AT&T Entertainment Group CEO John Stankey could end up becoming the head of Time Warner should AT&T’s $85 billion acquisition bid go through.

The New York Post spoke with an unnamed source close to Stankey who described him as AT&T CEO Randall Stephenson’s “heir apparent” and as someone who is going to become “a very important man in entertainment.”

Of course, Time Warner CEO Jeff Bewkes has rebuked those notions -- which may have started with reports that we would leave following the merger. Bewkes said during an investor and media call with Stephenson that he would be staying on with the company and Stephenson added that he didn’t have any experience running a movie studio so he would definitely need someone like Bewkes around.

Nevertheless, questions abound with speculation also surfacing about what role Peter Chernin might play in a combined AT&T-Time Warner. Chernin heads The Chernin Group, which helps run a JV with AT&T designed around producing content for streaming services.

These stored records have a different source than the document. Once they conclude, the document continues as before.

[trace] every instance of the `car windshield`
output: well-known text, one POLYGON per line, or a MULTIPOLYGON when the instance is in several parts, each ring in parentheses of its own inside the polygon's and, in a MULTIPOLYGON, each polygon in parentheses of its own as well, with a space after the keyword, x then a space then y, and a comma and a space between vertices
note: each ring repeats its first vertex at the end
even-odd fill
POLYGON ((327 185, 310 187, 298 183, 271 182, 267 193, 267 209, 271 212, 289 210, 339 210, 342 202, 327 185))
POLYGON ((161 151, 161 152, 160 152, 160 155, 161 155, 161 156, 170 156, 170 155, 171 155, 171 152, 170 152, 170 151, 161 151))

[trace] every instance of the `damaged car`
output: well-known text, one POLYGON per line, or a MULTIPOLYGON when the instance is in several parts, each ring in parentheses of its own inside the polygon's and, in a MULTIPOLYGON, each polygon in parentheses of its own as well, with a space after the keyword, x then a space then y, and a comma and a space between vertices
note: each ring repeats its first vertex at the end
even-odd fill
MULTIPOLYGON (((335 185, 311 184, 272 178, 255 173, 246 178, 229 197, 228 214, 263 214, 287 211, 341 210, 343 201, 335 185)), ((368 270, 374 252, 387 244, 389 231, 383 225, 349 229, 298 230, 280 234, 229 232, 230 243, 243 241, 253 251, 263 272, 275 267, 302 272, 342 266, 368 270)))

“They could put Peter in entertainment, and he reports to [the CEO], or Peter reports to John [Stankey,] or he continues to be a close advisor,” the source told the Post.

Of course, before any management team can be put in place for a combined AT&T-Time Warner, the deal has to clear a number of regulatory hurdles. Wells Fargo analyst Jennifer Fritzsche gives AT&T a good chance of closing the deal, particularly if the FCC does not get involved.

“Based on the current spread, the market seems to be pricing in only a 45% chance of this getting approved according to our risk / arb group. If the FCC is not involved, we think T has a very solid case to bring to the DoJ. If the FCC is involved, we still think T has a very solid case but the regulatory approval process and the politics of the review may be much more controversial and protracted,” wrote Fritzsche in an analyst note. “While we expect a DOJ to impose conditions as part of its review and approval of the deal, the DOJ blocking the merger outright would be somewhat precedent setting given that no vertical deal in the TMT space has been rejected by the DoJ. Since a new head of DoJ won't be in place until early 2017, a YE2017 closing may be somewhat optimistic.”